La isla mínima

Vuelta al sur, al sur marismeño, al missisipi español. Entre cañavarelales, la tragedia convive con la dureza del medio, con el día a día al que hay que hacer frente. La vida transcurre lenta y desabrida en algún lugar desconocido del delta del Gualdalquivir, en plena transición política. La realidad es fangosa, indefinida y apenas regala algún momento de relajación más allá de la visita anual de los feriantes. Con estos datos los amantes de las series pueden pensar en los capítulos de "True Detective" y en la colección de vírgenes secuestradas en la américa profunda alrededor de un macabro ritual.

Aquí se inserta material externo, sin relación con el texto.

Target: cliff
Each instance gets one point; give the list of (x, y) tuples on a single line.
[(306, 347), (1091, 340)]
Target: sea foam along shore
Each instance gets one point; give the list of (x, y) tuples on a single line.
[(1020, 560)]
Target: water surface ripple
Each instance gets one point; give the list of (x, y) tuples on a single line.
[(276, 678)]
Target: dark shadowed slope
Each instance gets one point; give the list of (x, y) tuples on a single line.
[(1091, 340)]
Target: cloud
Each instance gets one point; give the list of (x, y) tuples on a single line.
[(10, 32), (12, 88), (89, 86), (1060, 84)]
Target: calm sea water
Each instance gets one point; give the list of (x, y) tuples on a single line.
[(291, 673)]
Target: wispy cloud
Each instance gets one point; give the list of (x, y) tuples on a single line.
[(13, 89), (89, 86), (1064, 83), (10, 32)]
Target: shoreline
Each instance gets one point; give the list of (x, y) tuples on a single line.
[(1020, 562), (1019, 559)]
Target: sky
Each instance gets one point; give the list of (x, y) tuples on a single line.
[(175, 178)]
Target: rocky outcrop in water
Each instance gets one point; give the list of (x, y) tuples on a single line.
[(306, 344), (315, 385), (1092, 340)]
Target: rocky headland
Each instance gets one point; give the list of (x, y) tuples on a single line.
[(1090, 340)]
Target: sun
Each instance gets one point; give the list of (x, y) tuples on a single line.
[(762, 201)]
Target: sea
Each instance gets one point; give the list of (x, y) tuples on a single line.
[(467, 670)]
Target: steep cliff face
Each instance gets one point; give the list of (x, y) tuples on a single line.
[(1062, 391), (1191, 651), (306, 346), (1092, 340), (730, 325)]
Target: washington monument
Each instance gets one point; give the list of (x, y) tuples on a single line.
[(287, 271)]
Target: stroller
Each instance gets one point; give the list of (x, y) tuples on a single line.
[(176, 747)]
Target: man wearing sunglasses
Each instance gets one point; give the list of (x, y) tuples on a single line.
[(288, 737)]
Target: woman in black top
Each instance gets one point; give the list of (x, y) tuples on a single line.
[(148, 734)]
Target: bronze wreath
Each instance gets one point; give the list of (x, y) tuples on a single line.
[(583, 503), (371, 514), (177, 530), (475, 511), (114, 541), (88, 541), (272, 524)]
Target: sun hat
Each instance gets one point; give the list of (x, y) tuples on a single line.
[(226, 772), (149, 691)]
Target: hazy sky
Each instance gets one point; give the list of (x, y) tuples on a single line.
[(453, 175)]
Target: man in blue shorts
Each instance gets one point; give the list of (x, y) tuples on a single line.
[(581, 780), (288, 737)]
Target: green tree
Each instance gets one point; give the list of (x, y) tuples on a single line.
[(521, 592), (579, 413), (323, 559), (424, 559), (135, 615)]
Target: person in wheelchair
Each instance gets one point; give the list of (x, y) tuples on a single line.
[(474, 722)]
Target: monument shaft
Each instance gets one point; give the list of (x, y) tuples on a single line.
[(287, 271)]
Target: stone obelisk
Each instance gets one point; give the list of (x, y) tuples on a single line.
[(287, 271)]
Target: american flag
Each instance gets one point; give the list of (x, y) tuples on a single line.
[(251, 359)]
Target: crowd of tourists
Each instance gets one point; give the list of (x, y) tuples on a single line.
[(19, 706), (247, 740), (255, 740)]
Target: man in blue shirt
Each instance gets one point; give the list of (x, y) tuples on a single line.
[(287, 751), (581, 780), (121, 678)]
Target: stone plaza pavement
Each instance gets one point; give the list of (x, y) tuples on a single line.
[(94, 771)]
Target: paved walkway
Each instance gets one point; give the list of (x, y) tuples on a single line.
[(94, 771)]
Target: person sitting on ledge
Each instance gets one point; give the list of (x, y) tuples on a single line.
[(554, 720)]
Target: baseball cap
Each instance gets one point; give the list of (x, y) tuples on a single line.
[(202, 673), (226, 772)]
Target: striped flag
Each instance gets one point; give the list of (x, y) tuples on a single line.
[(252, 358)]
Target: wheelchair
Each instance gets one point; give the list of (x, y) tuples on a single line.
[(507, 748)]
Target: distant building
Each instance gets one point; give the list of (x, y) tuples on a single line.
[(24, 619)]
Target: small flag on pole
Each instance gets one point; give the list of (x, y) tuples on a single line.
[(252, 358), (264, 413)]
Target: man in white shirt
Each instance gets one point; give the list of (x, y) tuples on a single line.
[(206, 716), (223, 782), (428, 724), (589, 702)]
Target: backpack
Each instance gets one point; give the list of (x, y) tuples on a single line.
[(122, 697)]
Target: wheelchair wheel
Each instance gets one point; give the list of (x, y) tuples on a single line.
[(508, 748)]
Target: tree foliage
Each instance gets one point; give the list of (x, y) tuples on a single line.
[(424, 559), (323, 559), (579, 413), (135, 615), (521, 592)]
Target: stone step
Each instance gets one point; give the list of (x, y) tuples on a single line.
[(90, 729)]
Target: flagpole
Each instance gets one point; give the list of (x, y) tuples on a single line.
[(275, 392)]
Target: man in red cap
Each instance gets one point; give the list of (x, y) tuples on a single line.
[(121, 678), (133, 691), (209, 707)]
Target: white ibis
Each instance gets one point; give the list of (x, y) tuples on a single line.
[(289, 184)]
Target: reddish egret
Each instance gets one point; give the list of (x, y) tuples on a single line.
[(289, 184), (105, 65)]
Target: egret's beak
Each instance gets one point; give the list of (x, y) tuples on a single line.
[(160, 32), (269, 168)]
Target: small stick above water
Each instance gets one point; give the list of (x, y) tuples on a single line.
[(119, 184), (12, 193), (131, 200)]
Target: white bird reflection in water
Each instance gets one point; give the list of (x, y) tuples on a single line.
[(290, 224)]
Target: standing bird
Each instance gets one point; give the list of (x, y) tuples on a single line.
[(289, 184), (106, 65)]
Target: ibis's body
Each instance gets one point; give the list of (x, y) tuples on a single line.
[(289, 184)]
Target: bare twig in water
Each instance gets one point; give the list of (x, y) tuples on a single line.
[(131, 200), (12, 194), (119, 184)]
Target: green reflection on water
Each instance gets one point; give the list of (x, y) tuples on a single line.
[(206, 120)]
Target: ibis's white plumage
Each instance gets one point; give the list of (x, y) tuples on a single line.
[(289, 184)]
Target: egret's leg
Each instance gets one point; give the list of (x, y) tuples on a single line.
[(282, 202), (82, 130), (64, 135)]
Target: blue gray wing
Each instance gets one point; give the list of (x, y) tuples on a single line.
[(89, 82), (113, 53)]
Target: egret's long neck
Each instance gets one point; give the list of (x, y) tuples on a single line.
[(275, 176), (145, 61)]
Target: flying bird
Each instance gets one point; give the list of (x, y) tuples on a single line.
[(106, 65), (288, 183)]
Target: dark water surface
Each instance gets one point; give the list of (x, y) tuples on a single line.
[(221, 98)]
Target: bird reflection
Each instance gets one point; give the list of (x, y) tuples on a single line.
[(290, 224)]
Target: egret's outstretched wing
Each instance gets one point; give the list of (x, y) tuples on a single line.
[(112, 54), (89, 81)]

La isla mínima podría haber sido el equivalente casposo de esta historia y Javier Gutiérrez y Raúl Arévalo haberse convertido en las réplicas demacradas de McConagheu (como quiera que se escriba) y Harrelson (Woody, el de Cheers). Pero la mano maestra de Alberto Rodríguez (Grupo 7) nos regala un fresco lleno de vida, un mecanismo cinematográfico tan bien engrasado que todos los componentes bailan al ritmo de un guión incontestable, sin fisuras y Rodríguez consigue encauzar a los actores para que brillen sin necesidad de diálogos profundos y sesudas réplicas. La densidad la da el ambiente, la humedad, la susceptibilidad latente de los paisanos y, sobre todo, el protagonista principal: los canales naturales de las marismas que se expanden impenetrables y cambiantes, como los colores puros del sur.